Apa yang dikemukakan Cak Nun tersebut membuktikan bahwa Qur’an merupakan gudangnya ilmu pengetahuan. Sayang sampai saat ini orang hanya membacanya saja dalam arti literer, sehingga yang didapatkan „hanyalah“ kesadaran religus atau kepuasan spiritual, namun kurang mendapatkan informasi intelektual (yang nantinya juga akan berpuncak kepada spiritual).
Dalam dunia ilmiah, saat ini setidaknya ada dua metode penelitian yang sangat populer, yang umumnya juga sering dipertentangkan penggunaannya, dan bukan disandingkan. Metode itu ialah metode penelitian kualitatif dan metode penelitian kuantitatif. Metode penelitian kualitatif-naturalistik memiliki karakter : 1). Bertujuan memperoleh gambaran yang lebih mendalam tentang suatu fenomena; 2). Bertujuan untuk memahami makna dari suatu fenomena; 3). Memandang fenomena secara utuh dan holistik; 4). Desain penelitian bersifat emergensi, artinya terbuka untuk disempurnakan.
Metode kualitatif memulai dengan definisi dan konsep yang umum, melakukan pengamatan dengan lensa yang lebar, mencari pola-pola antarhubungan dan antarkonsep yang sebelumnya tidak ditentukan. Untuk mencapai tujuan penelitian kualitatif seperti ini, langkah yang diambil adalah : (l) membangun model teori melalui pengembangan unsur teori dan unsur kajian yang telah ada, (2) mengumpulkan data melalui informan sesuai dengan data yang dibutuhkan, (3) menetapkan peneliti sendiri sebagai instrumen utama penelitian, (4) melakukan analisis data secara kualitatif, yang dilakukan baik ketika berada di lapangan maupun setelah pekerjaan lapangan selesai.

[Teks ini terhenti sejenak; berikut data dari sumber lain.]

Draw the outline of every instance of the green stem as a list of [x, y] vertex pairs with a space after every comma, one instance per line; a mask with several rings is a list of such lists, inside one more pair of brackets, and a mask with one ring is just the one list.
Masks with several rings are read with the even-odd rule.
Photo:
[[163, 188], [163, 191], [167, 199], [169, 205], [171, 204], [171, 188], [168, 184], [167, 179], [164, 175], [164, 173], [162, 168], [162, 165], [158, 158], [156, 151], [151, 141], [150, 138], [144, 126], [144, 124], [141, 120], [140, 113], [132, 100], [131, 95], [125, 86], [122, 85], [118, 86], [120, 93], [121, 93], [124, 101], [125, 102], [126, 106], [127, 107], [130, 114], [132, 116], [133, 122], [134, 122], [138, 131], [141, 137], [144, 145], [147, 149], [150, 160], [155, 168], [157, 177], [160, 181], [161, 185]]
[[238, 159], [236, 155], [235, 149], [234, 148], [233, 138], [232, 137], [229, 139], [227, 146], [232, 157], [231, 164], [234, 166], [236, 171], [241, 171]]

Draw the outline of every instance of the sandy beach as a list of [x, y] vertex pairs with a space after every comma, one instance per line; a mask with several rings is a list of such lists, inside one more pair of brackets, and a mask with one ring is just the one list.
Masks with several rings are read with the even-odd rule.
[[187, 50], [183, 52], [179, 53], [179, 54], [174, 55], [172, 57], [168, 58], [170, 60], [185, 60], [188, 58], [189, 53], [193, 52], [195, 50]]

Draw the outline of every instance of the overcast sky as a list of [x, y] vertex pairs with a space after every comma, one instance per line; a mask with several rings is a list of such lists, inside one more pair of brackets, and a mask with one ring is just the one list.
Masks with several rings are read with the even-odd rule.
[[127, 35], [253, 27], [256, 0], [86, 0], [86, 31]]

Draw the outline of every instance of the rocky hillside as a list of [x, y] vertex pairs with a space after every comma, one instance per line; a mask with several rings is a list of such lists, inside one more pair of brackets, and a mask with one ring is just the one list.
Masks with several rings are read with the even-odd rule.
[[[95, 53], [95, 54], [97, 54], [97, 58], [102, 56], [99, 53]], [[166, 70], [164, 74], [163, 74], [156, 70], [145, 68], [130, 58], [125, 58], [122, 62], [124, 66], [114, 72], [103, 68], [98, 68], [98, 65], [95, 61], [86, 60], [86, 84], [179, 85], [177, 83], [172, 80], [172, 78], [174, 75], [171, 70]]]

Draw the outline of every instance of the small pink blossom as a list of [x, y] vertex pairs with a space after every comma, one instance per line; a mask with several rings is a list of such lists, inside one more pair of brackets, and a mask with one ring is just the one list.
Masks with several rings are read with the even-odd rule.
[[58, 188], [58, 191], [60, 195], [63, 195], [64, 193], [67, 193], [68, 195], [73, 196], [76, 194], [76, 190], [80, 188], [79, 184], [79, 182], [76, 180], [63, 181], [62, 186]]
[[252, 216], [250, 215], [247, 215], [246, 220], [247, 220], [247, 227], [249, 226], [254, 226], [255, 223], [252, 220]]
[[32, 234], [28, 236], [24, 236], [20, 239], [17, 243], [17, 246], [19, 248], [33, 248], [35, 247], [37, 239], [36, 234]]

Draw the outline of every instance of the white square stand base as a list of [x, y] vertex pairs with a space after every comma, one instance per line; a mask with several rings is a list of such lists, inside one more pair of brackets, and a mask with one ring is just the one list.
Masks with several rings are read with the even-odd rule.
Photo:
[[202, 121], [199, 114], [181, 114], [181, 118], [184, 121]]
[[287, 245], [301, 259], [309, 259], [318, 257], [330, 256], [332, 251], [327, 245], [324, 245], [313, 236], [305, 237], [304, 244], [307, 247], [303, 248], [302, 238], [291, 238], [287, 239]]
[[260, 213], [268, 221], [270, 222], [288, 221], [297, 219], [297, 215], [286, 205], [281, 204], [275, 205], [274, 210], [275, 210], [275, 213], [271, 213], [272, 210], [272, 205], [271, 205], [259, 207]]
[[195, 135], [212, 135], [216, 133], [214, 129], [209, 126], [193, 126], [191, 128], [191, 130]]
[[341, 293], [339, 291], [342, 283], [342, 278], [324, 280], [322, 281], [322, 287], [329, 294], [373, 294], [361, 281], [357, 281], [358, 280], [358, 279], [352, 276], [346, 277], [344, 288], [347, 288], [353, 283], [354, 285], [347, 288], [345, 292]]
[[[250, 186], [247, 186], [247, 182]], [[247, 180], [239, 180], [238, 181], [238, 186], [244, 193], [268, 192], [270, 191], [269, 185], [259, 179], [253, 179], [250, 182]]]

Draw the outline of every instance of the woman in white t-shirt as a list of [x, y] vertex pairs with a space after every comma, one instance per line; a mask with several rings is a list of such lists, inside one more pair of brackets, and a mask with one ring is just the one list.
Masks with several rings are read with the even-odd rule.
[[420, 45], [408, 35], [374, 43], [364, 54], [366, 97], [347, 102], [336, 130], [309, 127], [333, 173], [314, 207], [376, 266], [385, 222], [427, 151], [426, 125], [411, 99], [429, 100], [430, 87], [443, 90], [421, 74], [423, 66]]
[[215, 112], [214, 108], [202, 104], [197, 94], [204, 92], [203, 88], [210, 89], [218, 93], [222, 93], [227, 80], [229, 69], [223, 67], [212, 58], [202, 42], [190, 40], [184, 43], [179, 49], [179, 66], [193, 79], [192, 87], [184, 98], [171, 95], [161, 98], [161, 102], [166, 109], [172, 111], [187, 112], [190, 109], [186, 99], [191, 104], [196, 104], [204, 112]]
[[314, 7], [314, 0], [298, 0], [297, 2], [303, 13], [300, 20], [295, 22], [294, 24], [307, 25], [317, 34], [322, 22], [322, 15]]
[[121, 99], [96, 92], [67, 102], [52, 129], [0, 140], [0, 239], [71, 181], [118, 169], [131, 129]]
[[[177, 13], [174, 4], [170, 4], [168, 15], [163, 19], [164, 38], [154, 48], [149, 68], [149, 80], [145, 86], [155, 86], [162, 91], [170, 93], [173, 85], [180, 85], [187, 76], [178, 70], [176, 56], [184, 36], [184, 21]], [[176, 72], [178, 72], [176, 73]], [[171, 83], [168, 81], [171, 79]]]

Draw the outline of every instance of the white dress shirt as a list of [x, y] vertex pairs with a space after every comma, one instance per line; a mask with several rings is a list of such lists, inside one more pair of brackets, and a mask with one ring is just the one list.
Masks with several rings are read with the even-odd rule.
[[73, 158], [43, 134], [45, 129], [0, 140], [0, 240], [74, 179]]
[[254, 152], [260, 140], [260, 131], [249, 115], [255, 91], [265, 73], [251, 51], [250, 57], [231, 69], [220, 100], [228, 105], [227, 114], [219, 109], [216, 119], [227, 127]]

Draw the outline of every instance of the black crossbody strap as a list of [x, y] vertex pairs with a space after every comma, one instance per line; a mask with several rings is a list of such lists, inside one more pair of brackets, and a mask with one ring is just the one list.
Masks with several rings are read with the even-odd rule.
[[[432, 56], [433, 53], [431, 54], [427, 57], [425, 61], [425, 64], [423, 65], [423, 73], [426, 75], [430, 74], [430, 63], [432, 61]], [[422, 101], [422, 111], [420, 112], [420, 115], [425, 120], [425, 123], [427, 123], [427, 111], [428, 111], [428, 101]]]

Sedangkan yang disebut metode penelitian kuantitatif adalah penelitian yang menggunakan logika positivistik dan menghindari hal-hal yang bersifat subyektif. Untuk itu, proses penelitiannya mengikuti prosedur yang telah direncanakan, karena tujuan dari penelitian kuantitatif adalah untuk menyusun ilmu nomotetik yaitu ilmu yang berupaya membuat hukum-hukum dari generalisasinya. Jadi subyek yang diteliti, data yang dikumpulkan, dan sumber data yang dibutuhkan, serta alat pengumpul data yang dipakai, harus sesuai dengan apa yang telah direncanakan sebelumnya. Dalam hal ini pengumpulan data dilakukan melalui pengukuran dengan menggunakan alat yang obyektif dan baku, melibatkan penghitungan angka atau kuantifikasi data.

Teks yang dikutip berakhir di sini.